Avevo un mini-market nel quartiere di Waer, l’ultima zona di Homs controllata dai ribelli: ora so che quelli sono stati i migliori giorni della mia vita. Ora viviamo nella distruzione, e non se ne vede la fine. Case, scuole, ospedali e in ogni altro punto in cui guardiamo, vediamo distruzione. Solo in pochi di noi siamo rimasti qui. Non abbiamo altro da fare che sederci ed aspettare. Aspettare il cibo, aspettare la sicurezza e aspettare la speranza. Nel primo anno della rivoluzione avevamo grandi speranze: sentivamo che finalmente la libertà stava giungendo. Con l’avvicinarsi del secondo anno le nostre speranze erano anche più profonde, e pensavamo ci fossero progetti più grandi per la Siria – una Siria nuova, libera.

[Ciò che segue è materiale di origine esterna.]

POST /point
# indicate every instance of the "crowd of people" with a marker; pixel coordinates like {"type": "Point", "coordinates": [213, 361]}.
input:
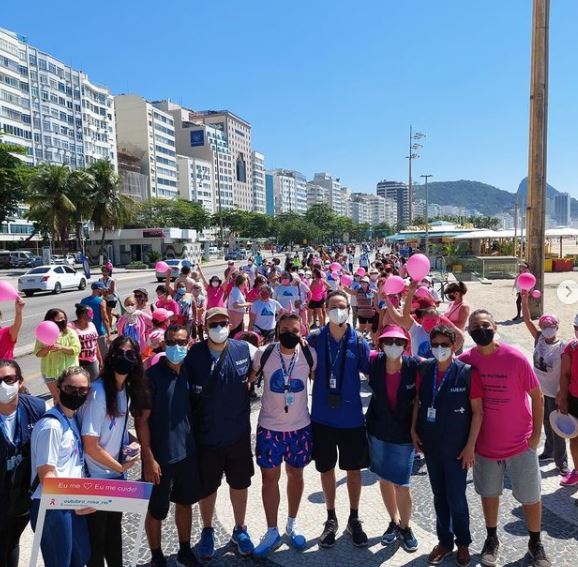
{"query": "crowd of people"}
{"type": "Point", "coordinates": [187, 364]}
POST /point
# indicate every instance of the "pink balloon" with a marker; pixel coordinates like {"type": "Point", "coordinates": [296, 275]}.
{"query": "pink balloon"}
{"type": "Point", "coordinates": [393, 285]}
{"type": "Point", "coordinates": [418, 267]}
{"type": "Point", "coordinates": [526, 281]}
{"type": "Point", "coordinates": [47, 333]}
{"type": "Point", "coordinates": [346, 280]}
{"type": "Point", "coordinates": [7, 292]}
{"type": "Point", "coordinates": [161, 266]}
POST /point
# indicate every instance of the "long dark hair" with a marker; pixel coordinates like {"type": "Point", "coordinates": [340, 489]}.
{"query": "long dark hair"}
{"type": "Point", "coordinates": [136, 387]}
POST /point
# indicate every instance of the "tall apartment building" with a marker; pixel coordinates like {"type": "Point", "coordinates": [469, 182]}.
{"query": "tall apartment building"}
{"type": "Point", "coordinates": [52, 110]}
{"type": "Point", "coordinates": [258, 168]}
{"type": "Point", "coordinates": [398, 192]}
{"type": "Point", "coordinates": [289, 191]}
{"type": "Point", "coordinates": [148, 134]}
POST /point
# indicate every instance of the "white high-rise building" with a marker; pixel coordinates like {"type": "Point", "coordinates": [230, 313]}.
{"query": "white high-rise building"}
{"type": "Point", "coordinates": [258, 169]}
{"type": "Point", "coordinates": [149, 134]}
{"type": "Point", "coordinates": [51, 109]}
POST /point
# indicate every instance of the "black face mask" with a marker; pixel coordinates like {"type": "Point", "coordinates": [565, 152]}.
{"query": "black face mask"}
{"type": "Point", "coordinates": [121, 364]}
{"type": "Point", "coordinates": [71, 401]}
{"type": "Point", "coordinates": [289, 340]}
{"type": "Point", "coordinates": [482, 336]}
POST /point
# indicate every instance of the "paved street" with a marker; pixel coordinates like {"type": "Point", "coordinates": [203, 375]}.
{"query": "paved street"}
{"type": "Point", "coordinates": [560, 513]}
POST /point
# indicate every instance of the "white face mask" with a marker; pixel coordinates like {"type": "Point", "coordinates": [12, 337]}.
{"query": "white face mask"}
{"type": "Point", "coordinates": [8, 392]}
{"type": "Point", "coordinates": [549, 332]}
{"type": "Point", "coordinates": [219, 334]}
{"type": "Point", "coordinates": [441, 353]}
{"type": "Point", "coordinates": [338, 316]}
{"type": "Point", "coordinates": [393, 351]}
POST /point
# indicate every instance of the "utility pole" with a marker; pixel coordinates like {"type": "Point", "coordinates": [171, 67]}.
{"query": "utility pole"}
{"type": "Point", "coordinates": [426, 177]}
{"type": "Point", "coordinates": [536, 211]}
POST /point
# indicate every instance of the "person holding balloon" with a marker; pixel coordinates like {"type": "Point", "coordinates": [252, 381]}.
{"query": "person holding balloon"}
{"type": "Point", "coordinates": [57, 346]}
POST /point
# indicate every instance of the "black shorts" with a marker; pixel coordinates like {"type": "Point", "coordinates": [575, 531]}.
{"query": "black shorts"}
{"type": "Point", "coordinates": [351, 444]}
{"type": "Point", "coordinates": [573, 405]}
{"type": "Point", "coordinates": [235, 461]}
{"type": "Point", "coordinates": [180, 484]}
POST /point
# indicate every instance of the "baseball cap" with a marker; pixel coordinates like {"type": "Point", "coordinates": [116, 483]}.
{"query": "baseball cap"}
{"type": "Point", "coordinates": [214, 311]}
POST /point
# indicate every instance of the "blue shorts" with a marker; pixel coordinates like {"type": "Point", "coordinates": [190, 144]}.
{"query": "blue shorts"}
{"type": "Point", "coordinates": [274, 447]}
{"type": "Point", "coordinates": [391, 461]}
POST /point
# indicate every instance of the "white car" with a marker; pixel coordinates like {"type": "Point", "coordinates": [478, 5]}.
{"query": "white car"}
{"type": "Point", "coordinates": [52, 278]}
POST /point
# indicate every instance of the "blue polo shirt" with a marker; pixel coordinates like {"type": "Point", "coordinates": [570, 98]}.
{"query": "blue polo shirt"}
{"type": "Point", "coordinates": [349, 413]}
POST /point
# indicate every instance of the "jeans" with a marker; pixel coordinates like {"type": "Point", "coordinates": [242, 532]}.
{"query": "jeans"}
{"type": "Point", "coordinates": [65, 540]}
{"type": "Point", "coordinates": [448, 482]}
{"type": "Point", "coordinates": [555, 446]}
{"type": "Point", "coordinates": [105, 532]}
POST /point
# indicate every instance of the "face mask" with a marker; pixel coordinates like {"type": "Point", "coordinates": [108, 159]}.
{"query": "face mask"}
{"type": "Point", "coordinates": [8, 392]}
{"type": "Point", "coordinates": [289, 340]}
{"type": "Point", "coordinates": [441, 353]}
{"type": "Point", "coordinates": [338, 316]}
{"type": "Point", "coordinates": [176, 353]}
{"type": "Point", "coordinates": [549, 332]}
{"type": "Point", "coordinates": [71, 401]}
{"type": "Point", "coordinates": [393, 351]}
{"type": "Point", "coordinates": [482, 336]}
{"type": "Point", "coordinates": [122, 365]}
{"type": "Point", "coordinates": [219, 334]}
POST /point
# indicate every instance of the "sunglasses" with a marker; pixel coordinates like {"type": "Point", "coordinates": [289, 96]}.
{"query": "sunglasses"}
{"type": "Point", "coordinates": [9, 379]}
{"type": "Point", "coordinates": [180, 342]}
{"type": "Point", "coordinates": [396, 342]}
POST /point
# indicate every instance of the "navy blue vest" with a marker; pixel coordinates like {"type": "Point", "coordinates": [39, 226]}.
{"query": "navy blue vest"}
{"type": "Point", "coordinates": [448, 435]}
{"type": "Point", "coordinates": [391, 426]}
{"type": "Point", "coordinates": [220, 400]}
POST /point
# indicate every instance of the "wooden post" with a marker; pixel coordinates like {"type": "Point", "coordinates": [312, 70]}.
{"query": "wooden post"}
{"type": "Point", "coordinates": [536, 211]}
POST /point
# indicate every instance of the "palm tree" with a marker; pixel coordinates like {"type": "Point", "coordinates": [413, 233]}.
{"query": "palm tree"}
{"type": "Point", "coordinates": [111, 209]}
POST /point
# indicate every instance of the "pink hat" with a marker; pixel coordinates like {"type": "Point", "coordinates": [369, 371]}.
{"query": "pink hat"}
{"type": "Point", "coordinates": [162, 315]}
{"type": "Point", "coordinates": [392, 332]}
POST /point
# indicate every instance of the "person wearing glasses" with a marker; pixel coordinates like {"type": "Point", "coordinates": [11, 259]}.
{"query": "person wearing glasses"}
{"type": "Point", "coordinates": [392, 379]}
{"type": "Point", "coordinates": [164, 429]}
{"type": "Point", "coordinates": [446, 424]}
{"type": "Point", "coordinates": [18, 414]}
{"type": "Point", "coordinates": [103, 423]}
{"type": "Point", "coordinates": [218, 371]}
{"type": "Point", "coordinates": [56, 451]}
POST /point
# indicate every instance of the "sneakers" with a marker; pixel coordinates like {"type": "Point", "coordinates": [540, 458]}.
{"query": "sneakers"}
{"type": "Point", "coordinates": [241, 539]}
{"type": "Point", "coordinates": [438, 555]}
{"type": "Point", "coordinates": [269, 542]}
{"type": "Point", "coordinates": [463, 558]}
{"type": "Point", "coordinates": [408, 540]}
{"type": "Point", "coordinates": [538, 555]}
{"type": "Point", "coordinates": [391, 534]}
{"type": "Point", "coordinates": [490, 552]}
{"type": "Point", "coordinates": [327, 538]}
{"type": "Point", "coordinates": [358, 536]}
{"type": "Point", "coordinates": [206, 545]}
{"type": "Point", "coordinates": [571, 479]}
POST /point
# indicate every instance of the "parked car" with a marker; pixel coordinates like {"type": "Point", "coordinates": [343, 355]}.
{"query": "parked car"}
{"type": "Point", "coordinates": [52, 278]}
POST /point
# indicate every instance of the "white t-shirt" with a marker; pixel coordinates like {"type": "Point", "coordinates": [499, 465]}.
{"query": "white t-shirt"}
{"type": "Point", "coordinates": [265, 313]}
{"type": "Point", "coordinates": [96, 422]}
{"type": "Point", "coordinates": [548, 364]}
{"type": "Point", "coordinates": [236, 296]}
{"type": "Point", "coordinates": [55, 444]}
{"type": "Point", "coordinates": [272, 415]}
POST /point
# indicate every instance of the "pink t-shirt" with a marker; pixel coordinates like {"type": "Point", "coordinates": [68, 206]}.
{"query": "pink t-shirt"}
{"type": "Point", "coordinates": [6, 344]}
{"type": "Point", "coordinates": [572, 351]}
{"type": "Point", "coordinates": [272, 415]}
{"type": "Point", "coordinates": [503, 380]}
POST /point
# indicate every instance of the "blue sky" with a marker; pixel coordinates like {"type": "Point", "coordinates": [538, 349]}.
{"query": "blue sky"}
{"type": "Point", "coordinates": [333, 85]}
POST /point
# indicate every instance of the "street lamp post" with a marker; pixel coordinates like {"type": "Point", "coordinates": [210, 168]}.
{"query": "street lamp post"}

Speravamo che gli Stati arabi e la comunità internazionale sarebbero venuti in nostro soccorso, ma come dice un proverbio arabo il ghiaccio si è sciolto e la verità su quei Paesi è stata rivelata. Siamo stati abbandonati sin dal primo giorno. Il terzo anno ha portato con sé altro sangue, altre tragedie, e distruzione. Il quarto anno ci ha dimostrato che non c’è rimasto nessuno qui ad aiutarci a parte Dio. Viviamo come in una prigione, a malapena un po’ di cibo, nessun riscaldamento e neppure quanto basta a sopravvivere. Abbiamo ancora speranza che la gente proverà di nuovo compassione: questo è ciò che ci fa andare avanti.

Umm Tawfiq, casalinga sfollata (Damasco)

Avevamo una casa e vivevamo con dignità, la mia famiglia e la mia casa erano la mia vita. Quando è iniziata la rivoluzione eravamo entusiasti del cambiamento. Ma poi ho perso mio marito e mio figlio, più tardi anche la nostra casa – in pratica ho perso tutto giorno dopo giorno. Abbiamo avuto dalla rivoluzione solo distruzione e sangue. Ho vissuto nelle condizioni peggiori negli ultimi quattro anni della mia vita. Ho vissuto nel dolore, ho visto il dolore nelle vite delle altre persone. Ora vivo coi miei quattro figli in una cava che chiamo stanza. Non dovremmo vivere qui, non è sicuro né igienico ma è tutto ciò che posso permettermi: ci pago anche l’affitto. Prima della rivoluzione vivevamo nell’oppressione. Dopo l’avvento della rivoluzione abbiamo vissuto ancora nell’oppressione e continuiamo a farlo ogni giorno. Direi che è una schiavitù. Ora paghiamo il prezzo per gli sbagli di altre persone. Non abbiamo mai vissuto in libertà, non ci viviamo neppure ora e non so se ci vivremo mai.